On Wednesday the company said, A surge in demand for goods like furniture and exercise equipment from locked-down consumers has sparked a jump in shipping rates, boosting profits for Danish freight giant Maersk.
Still shares in the world’s largest container shipping line fell as much as 8% as it missed analysts’ lofty forecasts for the end of last year and gave more cautious guidance for 2021 than expected. Maersk’s ocean shipping business, “performed at record level in the quarter as a consequence of the strong rebound of demand,” CEO Soren Skou said in a statement. Helped by record high freight rates and low fuel prices, fourth-quarter earnings before interest, tax, depreciation and amortization (EBITDA) leapt 85% to $2.71 billion from a year earlier. However, that was below the $3.06 billion forecast by analysts in a poll gathered by the company.

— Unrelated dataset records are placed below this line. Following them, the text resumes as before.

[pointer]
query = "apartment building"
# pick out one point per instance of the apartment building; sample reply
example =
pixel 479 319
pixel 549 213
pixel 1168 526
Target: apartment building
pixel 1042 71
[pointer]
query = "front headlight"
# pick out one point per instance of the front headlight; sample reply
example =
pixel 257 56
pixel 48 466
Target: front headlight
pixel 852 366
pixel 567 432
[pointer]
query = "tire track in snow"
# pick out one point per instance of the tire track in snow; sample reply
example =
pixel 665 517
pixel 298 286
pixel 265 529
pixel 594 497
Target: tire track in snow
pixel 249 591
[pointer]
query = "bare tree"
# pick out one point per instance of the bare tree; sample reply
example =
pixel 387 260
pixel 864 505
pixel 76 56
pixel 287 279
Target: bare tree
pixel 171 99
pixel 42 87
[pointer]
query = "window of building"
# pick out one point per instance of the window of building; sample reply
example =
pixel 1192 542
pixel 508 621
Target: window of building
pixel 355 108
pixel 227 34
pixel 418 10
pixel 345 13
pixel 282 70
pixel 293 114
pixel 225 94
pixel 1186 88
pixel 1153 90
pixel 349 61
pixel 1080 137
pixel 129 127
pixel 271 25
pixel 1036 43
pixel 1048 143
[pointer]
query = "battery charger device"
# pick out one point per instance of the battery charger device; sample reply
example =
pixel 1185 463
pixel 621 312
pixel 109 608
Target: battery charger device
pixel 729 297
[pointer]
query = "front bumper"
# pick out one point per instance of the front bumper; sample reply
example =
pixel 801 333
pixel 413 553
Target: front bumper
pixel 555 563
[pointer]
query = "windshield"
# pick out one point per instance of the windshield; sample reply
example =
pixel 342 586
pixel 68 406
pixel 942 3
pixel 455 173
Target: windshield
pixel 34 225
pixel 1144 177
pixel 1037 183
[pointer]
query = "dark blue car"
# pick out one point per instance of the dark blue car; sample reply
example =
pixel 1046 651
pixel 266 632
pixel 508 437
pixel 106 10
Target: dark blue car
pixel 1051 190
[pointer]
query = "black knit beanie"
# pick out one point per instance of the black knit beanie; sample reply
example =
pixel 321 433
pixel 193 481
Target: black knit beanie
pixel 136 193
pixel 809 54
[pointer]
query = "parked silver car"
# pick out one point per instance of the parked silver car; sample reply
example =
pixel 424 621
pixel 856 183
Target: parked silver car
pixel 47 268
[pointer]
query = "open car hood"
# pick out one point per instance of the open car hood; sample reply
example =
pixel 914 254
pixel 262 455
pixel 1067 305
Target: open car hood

Skou said, “Our continued progress makes us confident that we will continue to grow the earnings of the company as the economic situation normalizes in 2021 and beyond.” Maersk expects global container trade to rise 3-5% in 2021 after declining 2% last year. The majority of consumer goods are ferried by container ship operators like Maersk. Container ships have been sailing at full load since August – something that has not happened in a decade. Maersk expects EBITDA of $8.5 billion-$10.5 billion this year, in comparison with the $10.3 billion expected by analysts and $8.3 billion achieved last year.